Responding to a Request for Evidence (RFE) for an I-751, Petition to Remove Conditions on Residence.

Question: I am a naturalized citizen and filed all of my own immigration paperwork. Recently, I filed my wife’s I-751, Petition to Remove Conditions on Residence. I submitted the following evidence with the petition: joint tax returns, a joint mortgage, joint health insurance policies, a life insurance policy naming my wife as the beneficiary, joint tax statements, photos, and mail addressed to both my wife and me at our joint addresses. Despite this overwhelming evidence, I still received a Request for Evidence (RFE).

I provided everything I could with the initial petition, so I am not sure what else I can provide. Do you have any suggestions?

Answer: Thank you for your question. Your experience highlights the one issue that practitioners like me encounter all the time. We make every effort to provide enough information to avoid an RFE, however, despite our best efforts, we end up having to provide additional information. RFEs are, in some cases, an financial burden to our clients, and ultimately reflect poorly on the practitioner ( and in most cases unjustifiably).

It appears from the information above that you provided a lot of evidence with your I-751. Without the benefit of reviewing your I-751 petition and the evidence you provided with it, I cannot advise you on what additional information you should include. However, here is a list of evidence you should consider including in your RFE response: (1) leases in both of your names, (2) If no leases, affidavits from everyone you lived with, (3) affidavits from neighbors who saw you living together, (4) affidavits from friends who visited you at your homes, (5) pay stubs showing joint address, (6) W-2s or any other documents showing joint address, (7) Facebook or Instagram pictures, (8) Wills, (9) Gym memberships, (10) Cell phone records showing calls and texts, (11) HIPPA releases, (12) Emergency contact designations. 
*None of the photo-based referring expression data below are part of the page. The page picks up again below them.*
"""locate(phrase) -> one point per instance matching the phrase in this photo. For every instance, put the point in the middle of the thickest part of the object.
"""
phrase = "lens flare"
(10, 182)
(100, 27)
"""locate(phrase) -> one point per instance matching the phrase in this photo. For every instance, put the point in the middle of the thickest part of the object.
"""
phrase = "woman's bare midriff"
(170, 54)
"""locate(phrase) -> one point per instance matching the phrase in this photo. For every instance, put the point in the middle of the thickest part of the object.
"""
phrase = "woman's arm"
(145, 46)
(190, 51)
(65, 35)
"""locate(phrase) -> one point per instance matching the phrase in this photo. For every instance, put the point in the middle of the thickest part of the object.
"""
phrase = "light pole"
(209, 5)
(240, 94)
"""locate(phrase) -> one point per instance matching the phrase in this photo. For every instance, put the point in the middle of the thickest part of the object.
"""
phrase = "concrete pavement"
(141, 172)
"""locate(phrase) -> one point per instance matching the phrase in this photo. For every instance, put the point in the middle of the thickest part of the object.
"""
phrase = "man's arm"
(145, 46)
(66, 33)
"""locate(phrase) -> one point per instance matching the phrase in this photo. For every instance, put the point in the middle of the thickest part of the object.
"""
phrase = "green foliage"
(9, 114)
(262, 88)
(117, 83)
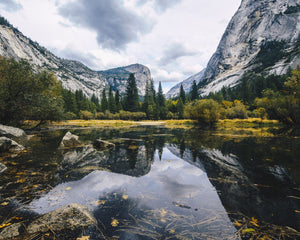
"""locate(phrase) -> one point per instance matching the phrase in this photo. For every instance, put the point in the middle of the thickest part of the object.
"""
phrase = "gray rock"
(70, 217)
(8, 145)
(70, 140)
(2, 167)
(11, 231)
(12, 132)
(73, 74)
(102, 145)
(186, 84)
(254, 24)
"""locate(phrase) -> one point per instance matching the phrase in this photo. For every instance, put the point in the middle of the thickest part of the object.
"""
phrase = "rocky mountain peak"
(73, 74)
(263, 36)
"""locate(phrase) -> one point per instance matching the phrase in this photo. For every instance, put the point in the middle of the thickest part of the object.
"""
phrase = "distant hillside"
(262, 37)
(186, 84)
(73, 74)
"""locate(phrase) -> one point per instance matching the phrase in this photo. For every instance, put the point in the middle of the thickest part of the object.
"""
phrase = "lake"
(160, 183)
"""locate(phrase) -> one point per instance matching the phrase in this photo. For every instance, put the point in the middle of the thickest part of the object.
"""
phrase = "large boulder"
(12, 132)
(69, 141)
(8, 145)
(102, 145)
(2, 167)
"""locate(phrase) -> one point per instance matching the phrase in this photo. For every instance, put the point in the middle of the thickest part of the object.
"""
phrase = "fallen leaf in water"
(4, 225)
(163, 212)
(21, 180)
(132, 147)
(254, 222)
(266, 238)
(238, 224)
(114, 222)
(249, 230)
(84, 238)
This is not an exhaustive list. Rather, it is a guide to help you consider options that you may not have considered before. If you find that you are scraping the bottom of the barrel for information that is okay, we all experience that feeling. You will have to be creative with the information you provide, but nevertheless insure that you provide evidence that answers the RFE request. In addition, make sure that the evidence you present dates back to a time prior to the issuance of the RFE. Providing evidence dating after the RFE will most likely be given less weight and be viewed as an attempt to overcome the RFE, not real proof that you and your wife have a valid marriage.